Trend interpretation
Traditional optical imaging is based on geometric optics, drawing on the principle of "what you see is what you get" in human vision, while ignoring many optical high-dimensional information. At present, traditional optical imaging is close to the physical limit in terms of hardware function and imaging performance, and can no longer meet the application needs in many fields. For example, in the field of mobile phone photography, it is impossible to reduce the weight and volume of the device while ensuring the imaging effect, and the criticism of "front bangs" and "rear bath bombs" appears; In the field of microscopic imaging, it is impossible to meet the needs of wide field of view and high resolution at the same time; In the field of surveillance remote sensing, it is difficult to obtain clear images in complex environments with low light and low visibility.

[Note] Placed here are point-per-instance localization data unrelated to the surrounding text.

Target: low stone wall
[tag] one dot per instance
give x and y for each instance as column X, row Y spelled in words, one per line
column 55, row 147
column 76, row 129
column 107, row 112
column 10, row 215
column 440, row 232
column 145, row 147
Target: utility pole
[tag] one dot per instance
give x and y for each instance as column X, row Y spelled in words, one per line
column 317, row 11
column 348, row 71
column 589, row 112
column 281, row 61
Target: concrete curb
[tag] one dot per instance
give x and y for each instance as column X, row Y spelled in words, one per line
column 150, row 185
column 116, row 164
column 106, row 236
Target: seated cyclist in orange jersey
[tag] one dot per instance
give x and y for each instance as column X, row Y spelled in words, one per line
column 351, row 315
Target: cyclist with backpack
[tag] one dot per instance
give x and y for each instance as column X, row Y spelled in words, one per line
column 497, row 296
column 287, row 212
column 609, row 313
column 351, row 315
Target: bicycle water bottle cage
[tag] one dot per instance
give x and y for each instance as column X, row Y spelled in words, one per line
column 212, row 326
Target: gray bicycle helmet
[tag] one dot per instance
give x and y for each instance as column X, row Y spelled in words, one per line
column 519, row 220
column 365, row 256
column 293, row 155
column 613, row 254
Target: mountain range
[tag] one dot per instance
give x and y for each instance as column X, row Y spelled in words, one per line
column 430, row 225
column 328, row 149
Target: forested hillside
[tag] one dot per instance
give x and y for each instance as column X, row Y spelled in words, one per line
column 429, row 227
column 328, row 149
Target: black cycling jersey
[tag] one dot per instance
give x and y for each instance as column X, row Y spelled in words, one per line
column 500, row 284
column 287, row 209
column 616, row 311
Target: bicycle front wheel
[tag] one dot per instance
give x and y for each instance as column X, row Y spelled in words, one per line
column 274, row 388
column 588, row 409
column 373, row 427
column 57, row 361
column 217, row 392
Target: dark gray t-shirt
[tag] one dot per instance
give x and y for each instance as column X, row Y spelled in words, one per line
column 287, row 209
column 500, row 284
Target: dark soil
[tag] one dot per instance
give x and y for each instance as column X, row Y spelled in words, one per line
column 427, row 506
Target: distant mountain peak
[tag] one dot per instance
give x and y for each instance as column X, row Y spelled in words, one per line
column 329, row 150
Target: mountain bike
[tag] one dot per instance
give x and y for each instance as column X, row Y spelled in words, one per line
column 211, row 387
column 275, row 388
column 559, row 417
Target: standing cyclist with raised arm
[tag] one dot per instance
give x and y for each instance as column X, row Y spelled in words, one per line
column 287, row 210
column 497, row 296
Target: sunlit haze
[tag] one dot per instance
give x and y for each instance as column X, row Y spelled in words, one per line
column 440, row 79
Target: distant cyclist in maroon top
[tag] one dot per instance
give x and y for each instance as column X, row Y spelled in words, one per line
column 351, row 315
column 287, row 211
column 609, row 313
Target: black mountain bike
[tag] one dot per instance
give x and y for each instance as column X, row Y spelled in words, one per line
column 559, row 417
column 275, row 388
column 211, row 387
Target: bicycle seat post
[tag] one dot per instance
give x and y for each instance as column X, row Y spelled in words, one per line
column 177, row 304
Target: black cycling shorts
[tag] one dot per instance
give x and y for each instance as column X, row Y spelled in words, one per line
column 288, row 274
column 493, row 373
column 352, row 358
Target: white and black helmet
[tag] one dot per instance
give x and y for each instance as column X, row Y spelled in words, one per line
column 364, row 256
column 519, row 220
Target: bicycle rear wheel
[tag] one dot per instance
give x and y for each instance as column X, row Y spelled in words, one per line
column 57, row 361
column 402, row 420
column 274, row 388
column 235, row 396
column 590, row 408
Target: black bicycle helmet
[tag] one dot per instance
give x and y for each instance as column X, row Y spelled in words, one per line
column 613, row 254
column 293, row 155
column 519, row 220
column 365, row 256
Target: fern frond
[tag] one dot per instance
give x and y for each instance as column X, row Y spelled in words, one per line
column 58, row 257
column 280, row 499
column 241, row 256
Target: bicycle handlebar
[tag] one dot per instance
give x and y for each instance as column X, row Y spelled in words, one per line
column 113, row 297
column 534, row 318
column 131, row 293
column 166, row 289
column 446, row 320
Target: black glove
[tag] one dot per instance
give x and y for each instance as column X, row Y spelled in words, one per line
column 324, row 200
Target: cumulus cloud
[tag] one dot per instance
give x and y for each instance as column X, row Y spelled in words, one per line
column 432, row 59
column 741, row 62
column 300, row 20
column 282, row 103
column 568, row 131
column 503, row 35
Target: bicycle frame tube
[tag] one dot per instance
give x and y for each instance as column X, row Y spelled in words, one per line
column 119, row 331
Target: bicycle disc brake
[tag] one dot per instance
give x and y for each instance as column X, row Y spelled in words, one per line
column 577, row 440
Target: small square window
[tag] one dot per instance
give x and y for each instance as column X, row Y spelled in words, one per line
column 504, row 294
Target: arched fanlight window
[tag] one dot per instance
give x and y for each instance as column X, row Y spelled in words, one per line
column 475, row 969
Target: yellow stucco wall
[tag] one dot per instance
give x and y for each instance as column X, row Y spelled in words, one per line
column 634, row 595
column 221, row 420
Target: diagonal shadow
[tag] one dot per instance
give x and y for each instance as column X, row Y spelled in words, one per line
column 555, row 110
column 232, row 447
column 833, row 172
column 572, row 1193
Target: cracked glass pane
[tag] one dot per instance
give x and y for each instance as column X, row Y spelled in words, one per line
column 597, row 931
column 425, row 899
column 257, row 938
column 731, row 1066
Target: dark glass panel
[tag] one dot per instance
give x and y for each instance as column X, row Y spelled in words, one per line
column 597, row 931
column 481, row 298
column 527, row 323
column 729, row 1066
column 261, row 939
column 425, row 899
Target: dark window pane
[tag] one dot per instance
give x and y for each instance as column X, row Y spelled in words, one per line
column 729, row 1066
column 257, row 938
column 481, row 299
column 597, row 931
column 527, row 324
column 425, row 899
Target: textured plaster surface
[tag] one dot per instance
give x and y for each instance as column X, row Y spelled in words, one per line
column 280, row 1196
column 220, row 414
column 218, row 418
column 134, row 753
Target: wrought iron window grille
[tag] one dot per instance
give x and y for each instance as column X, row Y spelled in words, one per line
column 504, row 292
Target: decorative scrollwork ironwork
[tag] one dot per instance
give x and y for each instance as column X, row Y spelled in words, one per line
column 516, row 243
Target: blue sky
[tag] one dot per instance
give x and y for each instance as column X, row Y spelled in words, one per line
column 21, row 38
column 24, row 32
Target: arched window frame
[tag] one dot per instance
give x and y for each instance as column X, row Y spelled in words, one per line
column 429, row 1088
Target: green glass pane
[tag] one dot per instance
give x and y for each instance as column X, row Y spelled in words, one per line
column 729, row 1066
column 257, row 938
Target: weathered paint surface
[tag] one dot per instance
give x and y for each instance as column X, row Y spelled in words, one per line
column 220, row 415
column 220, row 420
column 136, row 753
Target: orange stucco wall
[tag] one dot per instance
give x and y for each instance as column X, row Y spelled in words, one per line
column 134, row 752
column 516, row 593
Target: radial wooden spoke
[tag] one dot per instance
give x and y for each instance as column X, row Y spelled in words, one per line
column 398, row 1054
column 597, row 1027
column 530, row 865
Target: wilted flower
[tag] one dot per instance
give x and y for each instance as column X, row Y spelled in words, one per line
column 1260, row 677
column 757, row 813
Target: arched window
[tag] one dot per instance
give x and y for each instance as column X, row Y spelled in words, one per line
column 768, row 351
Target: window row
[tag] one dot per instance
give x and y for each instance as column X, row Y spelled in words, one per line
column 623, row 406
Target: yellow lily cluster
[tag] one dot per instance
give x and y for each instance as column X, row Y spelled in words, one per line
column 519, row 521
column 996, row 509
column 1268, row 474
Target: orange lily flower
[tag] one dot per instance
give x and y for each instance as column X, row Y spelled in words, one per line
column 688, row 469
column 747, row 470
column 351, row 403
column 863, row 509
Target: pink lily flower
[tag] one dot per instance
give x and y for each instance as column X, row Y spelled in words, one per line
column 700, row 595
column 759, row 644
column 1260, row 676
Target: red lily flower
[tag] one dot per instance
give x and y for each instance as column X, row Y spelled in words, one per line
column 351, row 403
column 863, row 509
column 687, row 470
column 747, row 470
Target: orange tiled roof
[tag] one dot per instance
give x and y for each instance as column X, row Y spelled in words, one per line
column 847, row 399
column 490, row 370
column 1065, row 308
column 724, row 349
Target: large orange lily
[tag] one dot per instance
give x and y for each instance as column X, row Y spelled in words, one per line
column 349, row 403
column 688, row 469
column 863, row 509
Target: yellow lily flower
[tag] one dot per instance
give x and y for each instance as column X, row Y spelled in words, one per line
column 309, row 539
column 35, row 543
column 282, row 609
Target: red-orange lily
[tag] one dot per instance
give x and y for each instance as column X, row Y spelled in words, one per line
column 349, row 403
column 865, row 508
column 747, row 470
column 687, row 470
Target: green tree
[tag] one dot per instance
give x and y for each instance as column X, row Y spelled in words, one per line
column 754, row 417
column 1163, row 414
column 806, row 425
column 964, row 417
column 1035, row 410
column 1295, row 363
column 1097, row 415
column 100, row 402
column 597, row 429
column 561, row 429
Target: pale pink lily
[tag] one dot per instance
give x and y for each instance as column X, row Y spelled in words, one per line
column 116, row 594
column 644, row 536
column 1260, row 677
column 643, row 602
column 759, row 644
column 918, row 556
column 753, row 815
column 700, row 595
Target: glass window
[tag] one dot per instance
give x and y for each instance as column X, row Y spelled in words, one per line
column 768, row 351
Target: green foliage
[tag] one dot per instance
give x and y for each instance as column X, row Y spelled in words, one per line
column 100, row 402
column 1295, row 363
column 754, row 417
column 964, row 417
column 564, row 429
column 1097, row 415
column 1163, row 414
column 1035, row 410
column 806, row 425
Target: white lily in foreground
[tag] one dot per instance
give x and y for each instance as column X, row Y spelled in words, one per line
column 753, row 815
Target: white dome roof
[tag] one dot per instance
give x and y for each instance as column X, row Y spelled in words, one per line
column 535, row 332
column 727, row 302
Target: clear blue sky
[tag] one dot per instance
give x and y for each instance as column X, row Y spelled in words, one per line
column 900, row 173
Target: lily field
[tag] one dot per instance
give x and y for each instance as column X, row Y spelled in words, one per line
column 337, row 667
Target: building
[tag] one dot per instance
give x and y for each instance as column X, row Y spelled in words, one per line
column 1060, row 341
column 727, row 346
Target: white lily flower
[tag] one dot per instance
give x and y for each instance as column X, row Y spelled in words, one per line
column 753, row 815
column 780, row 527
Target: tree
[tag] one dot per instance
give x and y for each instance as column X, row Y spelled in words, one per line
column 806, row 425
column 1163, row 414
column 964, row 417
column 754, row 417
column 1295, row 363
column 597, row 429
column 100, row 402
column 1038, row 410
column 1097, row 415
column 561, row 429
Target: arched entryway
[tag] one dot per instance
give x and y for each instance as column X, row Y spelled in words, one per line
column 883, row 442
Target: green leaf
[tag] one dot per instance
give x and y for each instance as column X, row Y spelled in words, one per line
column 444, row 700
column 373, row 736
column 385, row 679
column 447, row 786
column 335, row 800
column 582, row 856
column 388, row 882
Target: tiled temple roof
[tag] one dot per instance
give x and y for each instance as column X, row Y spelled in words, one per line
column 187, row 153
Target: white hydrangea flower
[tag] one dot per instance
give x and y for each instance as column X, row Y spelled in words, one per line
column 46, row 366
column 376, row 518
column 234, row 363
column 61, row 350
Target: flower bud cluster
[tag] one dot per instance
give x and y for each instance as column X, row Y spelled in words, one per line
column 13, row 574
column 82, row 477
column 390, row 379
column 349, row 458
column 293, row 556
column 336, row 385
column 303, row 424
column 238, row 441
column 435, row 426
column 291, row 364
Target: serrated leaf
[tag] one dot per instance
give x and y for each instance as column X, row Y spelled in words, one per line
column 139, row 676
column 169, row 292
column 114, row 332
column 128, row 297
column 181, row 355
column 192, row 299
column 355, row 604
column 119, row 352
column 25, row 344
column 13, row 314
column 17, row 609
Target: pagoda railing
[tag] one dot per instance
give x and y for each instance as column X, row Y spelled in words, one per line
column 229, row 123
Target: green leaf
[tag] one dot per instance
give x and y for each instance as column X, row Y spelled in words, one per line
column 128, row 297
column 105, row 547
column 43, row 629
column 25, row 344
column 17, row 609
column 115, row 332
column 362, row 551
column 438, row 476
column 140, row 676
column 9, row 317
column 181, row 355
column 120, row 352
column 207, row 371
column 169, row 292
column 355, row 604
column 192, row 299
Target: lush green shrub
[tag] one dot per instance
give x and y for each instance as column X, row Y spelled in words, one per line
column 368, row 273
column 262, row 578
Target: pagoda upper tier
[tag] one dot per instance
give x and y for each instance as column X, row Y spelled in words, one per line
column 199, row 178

With the continuous evolution of new generation information technologies such as sensors, cloud computing, and artificial intelligence, new solutions are gradually emerging: computational optical imaging. Computational optical imaging takes the specific application task as the criterion, obtains or encodes light field information (such as angle, polarization, phase, etc.) through multiple dimensions, and designs a new paradigm of perception for sensors far beyond that of the human eye. At the same time, combined with mathematical and signal processing knowledge, the light field information is deeply mined to break through the limits of traditional optical imaging.
Computational optical imaging is an emerging multidisciplinary field, with early concepts only taking shape in the mid-70s. With the vigorous development of information technology, computational optical imaging has become an international research hotspot. Due to the wide coverage of computational optical imaging research, there is no clear classification method. According to the application problems solved by computational imaging technology, it can be roughly divided into the following three categories:
(1)function improvement: imaging or measuring optical information that cannot be obtained by traditional methods, such as light field, polarization, coherence, etc.;
(2)Performance improvement: that is, improve the performance indicators of existing imaging technologies, such as spatial resolution, temporal resolution, depth of field, robustness of complex environments, etc.;
(3) Simplification and intelligence: Simplify imaging systems through specific technologies such as single pixel and lensless, or achieve specific AI tasks at the speed of light.